Incomplete Response in Late Life Depression: Getting to Remission (IRL GREY)
Status:
Completed
Trial end date:
2014-09-01
Target enrollment:
Participant gender:
Summary
The primary aims of this study are to:
1. Assess the efficacy of aripiprazole augmentation for the acute and continuation
treatment of TRLLD.
Hypothesis 1: Patients with TRLLD (defined as those who do not remit after 12 weeks of
acute treatment with venlafaxine XR) will have a higher rate of remission with
aripiprazole than with placebo augmentation (primary outcome) and greater improvement in
depressive symptoms and stability of remission (secondary outcomes).
2. Assess the tolerability of aripiprazole in TRLLD with a focus on adiposity and
akathisia/restlessness.
Hypothesis 2: Aripiprazole will be associated with a higher rate of clinically significant
akathisia and increased adiposity than placebo.

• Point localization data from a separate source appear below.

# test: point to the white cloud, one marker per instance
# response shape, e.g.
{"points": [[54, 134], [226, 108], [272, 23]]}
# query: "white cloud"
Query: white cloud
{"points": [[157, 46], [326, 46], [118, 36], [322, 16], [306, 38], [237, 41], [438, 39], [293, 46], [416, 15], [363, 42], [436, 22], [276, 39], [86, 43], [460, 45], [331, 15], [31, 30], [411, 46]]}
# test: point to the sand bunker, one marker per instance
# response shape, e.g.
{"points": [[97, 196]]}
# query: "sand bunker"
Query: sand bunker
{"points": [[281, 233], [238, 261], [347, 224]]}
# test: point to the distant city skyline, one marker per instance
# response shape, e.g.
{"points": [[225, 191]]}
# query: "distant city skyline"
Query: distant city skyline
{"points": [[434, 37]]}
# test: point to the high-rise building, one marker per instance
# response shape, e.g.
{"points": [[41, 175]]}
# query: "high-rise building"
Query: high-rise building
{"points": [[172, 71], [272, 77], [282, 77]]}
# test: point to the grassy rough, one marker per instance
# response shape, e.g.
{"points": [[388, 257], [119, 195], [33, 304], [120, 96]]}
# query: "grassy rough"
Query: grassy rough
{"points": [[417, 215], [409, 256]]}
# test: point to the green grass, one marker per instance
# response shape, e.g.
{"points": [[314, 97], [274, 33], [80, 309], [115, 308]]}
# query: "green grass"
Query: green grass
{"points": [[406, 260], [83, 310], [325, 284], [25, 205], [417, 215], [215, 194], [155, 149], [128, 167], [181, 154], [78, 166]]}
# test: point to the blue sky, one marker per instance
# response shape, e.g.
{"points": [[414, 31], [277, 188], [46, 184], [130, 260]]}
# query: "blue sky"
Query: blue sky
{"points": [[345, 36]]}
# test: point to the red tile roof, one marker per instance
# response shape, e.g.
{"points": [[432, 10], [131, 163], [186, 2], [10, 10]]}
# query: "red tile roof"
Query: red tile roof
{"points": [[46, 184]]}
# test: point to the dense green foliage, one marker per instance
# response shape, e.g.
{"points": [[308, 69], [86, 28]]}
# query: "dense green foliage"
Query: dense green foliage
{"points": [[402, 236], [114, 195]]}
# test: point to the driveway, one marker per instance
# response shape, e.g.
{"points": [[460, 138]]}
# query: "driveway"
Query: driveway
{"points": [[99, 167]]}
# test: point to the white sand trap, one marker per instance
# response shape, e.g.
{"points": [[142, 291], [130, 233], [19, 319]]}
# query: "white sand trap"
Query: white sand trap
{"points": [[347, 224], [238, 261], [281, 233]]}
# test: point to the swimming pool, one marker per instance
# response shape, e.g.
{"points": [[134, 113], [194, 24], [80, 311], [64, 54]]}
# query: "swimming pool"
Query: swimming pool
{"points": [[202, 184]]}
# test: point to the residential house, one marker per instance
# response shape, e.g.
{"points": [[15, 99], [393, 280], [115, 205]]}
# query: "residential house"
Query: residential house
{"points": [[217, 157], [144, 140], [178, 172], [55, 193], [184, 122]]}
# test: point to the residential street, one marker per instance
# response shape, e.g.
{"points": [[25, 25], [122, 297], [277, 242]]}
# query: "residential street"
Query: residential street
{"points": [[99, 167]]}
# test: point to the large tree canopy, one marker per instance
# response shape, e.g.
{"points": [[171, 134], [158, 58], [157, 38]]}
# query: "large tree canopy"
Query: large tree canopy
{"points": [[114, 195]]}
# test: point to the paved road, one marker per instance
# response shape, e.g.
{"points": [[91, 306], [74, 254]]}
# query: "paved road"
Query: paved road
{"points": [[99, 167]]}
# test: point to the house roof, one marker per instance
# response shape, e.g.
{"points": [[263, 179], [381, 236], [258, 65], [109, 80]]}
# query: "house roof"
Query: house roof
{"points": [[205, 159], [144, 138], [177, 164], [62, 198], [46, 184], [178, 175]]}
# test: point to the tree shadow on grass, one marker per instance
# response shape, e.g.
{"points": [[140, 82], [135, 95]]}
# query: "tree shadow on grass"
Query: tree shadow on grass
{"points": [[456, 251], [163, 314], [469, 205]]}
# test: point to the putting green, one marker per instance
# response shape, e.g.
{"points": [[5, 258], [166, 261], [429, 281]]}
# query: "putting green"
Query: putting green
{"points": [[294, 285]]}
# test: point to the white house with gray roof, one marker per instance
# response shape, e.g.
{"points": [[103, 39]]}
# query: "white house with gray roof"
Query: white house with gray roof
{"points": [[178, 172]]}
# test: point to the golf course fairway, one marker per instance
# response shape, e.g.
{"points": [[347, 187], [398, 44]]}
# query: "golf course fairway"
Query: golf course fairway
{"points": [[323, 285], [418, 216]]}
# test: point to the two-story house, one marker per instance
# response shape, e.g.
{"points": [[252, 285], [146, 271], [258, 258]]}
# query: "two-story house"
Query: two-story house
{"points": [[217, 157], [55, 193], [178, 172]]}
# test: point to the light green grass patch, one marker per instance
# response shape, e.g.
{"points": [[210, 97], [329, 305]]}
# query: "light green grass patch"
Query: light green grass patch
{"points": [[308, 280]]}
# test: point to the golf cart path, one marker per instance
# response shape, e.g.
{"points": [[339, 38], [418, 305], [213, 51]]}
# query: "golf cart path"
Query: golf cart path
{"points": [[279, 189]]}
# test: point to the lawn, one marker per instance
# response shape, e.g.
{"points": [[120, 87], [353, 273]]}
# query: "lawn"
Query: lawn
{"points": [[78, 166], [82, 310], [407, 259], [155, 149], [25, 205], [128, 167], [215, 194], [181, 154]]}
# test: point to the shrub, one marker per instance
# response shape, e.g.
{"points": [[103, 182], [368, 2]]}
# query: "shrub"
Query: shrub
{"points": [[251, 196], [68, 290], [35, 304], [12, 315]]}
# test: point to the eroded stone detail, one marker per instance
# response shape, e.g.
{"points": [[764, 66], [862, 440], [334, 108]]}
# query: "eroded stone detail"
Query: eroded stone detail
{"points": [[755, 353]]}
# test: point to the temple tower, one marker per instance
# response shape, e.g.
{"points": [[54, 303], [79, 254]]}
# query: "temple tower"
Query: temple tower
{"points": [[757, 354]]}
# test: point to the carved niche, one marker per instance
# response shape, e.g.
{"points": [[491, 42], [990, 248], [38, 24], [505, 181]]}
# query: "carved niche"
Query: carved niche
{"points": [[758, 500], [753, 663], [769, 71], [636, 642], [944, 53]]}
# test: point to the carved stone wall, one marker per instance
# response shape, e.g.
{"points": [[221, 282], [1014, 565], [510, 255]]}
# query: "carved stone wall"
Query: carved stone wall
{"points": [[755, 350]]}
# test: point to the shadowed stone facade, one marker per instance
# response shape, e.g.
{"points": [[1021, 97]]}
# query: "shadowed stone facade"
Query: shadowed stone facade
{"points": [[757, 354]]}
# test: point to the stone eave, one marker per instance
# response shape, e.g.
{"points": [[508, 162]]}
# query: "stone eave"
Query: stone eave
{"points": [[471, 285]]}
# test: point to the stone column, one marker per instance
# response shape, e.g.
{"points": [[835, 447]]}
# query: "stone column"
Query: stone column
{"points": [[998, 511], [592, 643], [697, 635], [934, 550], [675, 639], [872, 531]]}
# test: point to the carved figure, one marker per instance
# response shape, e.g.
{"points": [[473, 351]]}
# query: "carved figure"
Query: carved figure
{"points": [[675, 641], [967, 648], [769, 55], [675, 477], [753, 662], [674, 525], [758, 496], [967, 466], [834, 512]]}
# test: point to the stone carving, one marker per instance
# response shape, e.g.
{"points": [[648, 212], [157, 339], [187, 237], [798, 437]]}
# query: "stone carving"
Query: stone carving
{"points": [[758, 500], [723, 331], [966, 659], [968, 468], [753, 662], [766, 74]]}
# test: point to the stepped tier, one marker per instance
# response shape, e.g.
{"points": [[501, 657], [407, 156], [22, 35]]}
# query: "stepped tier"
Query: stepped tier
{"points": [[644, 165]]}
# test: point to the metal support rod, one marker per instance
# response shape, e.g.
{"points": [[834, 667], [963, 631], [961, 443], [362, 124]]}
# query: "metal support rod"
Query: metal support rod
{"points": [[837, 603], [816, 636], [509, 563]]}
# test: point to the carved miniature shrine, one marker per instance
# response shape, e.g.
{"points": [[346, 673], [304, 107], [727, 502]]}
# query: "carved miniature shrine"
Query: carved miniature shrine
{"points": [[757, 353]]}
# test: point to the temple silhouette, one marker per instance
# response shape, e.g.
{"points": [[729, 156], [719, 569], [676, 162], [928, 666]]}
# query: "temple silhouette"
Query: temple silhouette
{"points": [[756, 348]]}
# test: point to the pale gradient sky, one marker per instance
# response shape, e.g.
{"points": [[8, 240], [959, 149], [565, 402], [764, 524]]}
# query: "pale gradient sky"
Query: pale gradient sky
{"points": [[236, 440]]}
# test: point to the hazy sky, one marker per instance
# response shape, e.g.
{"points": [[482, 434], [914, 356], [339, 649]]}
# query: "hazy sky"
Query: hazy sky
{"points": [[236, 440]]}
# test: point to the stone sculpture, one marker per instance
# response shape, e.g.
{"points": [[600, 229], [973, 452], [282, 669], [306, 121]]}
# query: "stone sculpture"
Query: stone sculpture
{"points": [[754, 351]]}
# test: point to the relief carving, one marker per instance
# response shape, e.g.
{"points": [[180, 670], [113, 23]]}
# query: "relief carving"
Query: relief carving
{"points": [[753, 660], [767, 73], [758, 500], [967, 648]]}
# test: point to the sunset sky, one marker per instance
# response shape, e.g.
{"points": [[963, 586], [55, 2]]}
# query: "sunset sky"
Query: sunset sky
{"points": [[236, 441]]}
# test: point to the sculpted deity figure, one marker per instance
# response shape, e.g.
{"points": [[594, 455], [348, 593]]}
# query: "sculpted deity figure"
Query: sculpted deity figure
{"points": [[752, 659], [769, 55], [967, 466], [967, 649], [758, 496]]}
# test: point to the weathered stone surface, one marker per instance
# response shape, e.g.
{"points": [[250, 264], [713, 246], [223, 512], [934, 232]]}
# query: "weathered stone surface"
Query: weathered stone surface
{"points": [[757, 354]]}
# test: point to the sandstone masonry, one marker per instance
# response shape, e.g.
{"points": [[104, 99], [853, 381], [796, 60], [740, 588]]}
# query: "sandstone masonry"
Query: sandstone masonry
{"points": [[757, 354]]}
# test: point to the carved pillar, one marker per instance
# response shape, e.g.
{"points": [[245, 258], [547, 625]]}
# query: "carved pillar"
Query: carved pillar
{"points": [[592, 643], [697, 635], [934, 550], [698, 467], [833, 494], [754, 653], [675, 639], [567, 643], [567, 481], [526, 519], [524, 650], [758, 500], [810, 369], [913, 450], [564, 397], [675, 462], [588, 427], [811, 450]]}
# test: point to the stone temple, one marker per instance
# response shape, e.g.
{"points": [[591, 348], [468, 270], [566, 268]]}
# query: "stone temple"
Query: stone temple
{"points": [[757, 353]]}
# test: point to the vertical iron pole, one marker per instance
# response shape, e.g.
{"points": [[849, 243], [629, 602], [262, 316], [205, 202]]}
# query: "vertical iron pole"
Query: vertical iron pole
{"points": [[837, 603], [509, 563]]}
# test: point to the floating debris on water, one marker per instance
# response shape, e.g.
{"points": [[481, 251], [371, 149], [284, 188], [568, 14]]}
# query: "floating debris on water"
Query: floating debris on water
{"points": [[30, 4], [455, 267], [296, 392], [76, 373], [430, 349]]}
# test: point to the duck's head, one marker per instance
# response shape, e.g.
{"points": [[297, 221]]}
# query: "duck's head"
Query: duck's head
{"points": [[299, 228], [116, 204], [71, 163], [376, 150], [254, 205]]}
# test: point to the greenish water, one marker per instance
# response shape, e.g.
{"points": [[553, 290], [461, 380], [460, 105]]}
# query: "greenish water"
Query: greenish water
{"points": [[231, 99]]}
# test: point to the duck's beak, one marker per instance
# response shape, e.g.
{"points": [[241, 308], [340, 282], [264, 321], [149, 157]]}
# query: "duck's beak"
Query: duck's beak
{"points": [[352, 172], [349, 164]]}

The Secondary/exploratory aims of this study are to:
1. Examine anxiety, medical burden, and executive impairment as moderators of aripiprazole
augmentation efficacy in TRLLD.
Hypothesis 3: Pre-levels of anxiety symptoms, medical burden, and executive impairment
will be treatment-specific factors: they will moderate the efficacy of aripiprazole
augmentation. The aripiprazole-placebo difference will be greater in individuals with
these variables, compared to those without these variables because these three factors
will be associated with a decreased likelihood that "staying the course" with
venlafaxine monotherapy will achieve remission.
2. Examine genetic predictors (phase 1) and moderators (phase 2-3) of treatment outcomes,
while controlling for drug exposure.
Hypothesis 4: Selected polymorphisms will reduce remission rate with venlafaxine and will
reduce efficacy and tolerability with aripiprazole.